Released: February 2016
Director: Grímur Hákonarson
Whenever I’m recommending films to friends, if they aren’t British, I always find myself having to change the genre descriptions a little, to match what they are used to. Nowhere is this more needed than when recommending British comedies. Our comedies are often so bleak and depressing, with humour derived from just desperation and awkwardness, that many countries would not consider them comedies at all. Both the Full Monty and Brassed Off are great examples of this- how many classic comedies from around the world include genuine attempts at suicide? Think on some of your favourite British films, and consider objectively how many are actually comedies in the traditional sense. I, however, love that side of us, and it’s with delight I discovered that not only do we share this with the Icelandic peoples, but that they might be better at it than us.
Rams is a comedy, that’s indisputable. Just why it is a comedy is harder to pin down. It tells the tale of two farming brothers, estranged for years despite living on neighbouring farms, with messages passed between the two of them by dog.
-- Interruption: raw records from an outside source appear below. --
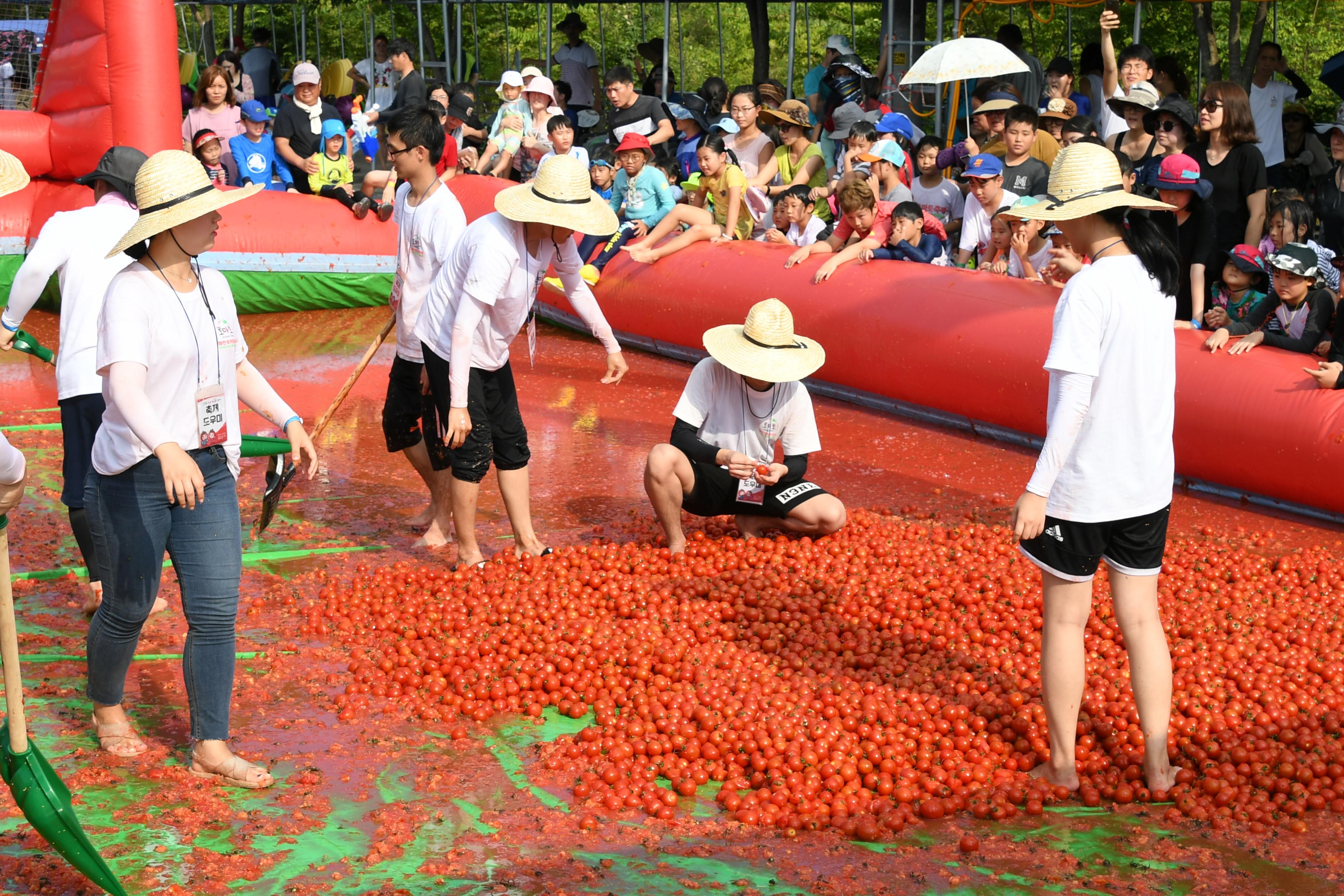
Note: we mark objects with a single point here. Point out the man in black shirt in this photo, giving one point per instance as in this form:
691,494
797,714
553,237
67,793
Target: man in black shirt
634,113
410,89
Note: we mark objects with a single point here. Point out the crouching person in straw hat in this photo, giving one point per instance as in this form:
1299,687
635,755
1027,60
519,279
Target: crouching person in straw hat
737,406
174,367
480,300
1103,486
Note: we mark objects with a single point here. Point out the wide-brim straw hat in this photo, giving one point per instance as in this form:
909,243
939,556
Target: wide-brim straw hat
1084,181
561,195
765,349
172,189
13,176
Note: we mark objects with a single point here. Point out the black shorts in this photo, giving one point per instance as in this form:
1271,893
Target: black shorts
715,493
409,414
498,433
1073,550
81,416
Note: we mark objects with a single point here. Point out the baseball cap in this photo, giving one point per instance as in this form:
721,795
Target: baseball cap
1249,258
886,151
984,166
1296,258
253,111
305,73
896,123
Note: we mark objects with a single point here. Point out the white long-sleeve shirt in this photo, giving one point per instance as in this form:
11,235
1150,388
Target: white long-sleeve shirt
72,245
When sheep on a farm in the same valley get scrapie, the authorities order all sheep in the region to be slaughtered to stop the spread. To these two old men, who have lived their whole lives for their sheep and working on breeding the best flocks possible, it is heartbreaking on both a personal and professional level. The disaster is enough to drive them back to talking as they try to keep their sheep alive.
It’s a slow film, with lingering shots of the men against dated and faded backgrounds, the direction emphasising their loneliness and how small the focus of their lives is. The script is sparse, as the men aren’t much for talking, but every word is used to great effect. You can feel the effort they are making to even be in the same room at the time you can feel the deep love they have for each other. It’s a testament to Sigurður Sigurjónsson and Theodór Júlíusson’s acting skills that the film never drags, and that you feel you know brothers Gummi and Kiddi and what they are thinking despite so little of it being said aloud.
This simple story sparkles with wit, and the camera manages to find humour in every shot. The absurdities of everyday life, the awkwardness of small talk, and the schemes of the desperate are each highlighted and drawn to the front. This is also a very sad story, and you will almost certainly feel genuine sorrow for these two brothers at some point in the film. It’s too slow to be a roller-coaster of emotion, but it’s certainly a ride on the teacups, and it’s gentleness is in no way a bad thing. Even if subtitled films are not usually for you, please watch this one. There is so little dialogue you will barely notice anyway. Get to know our cousins in humour from across the sea. Their windswept island is colder and smaller than our own, and maybe that’s how they get their comedy even blacker.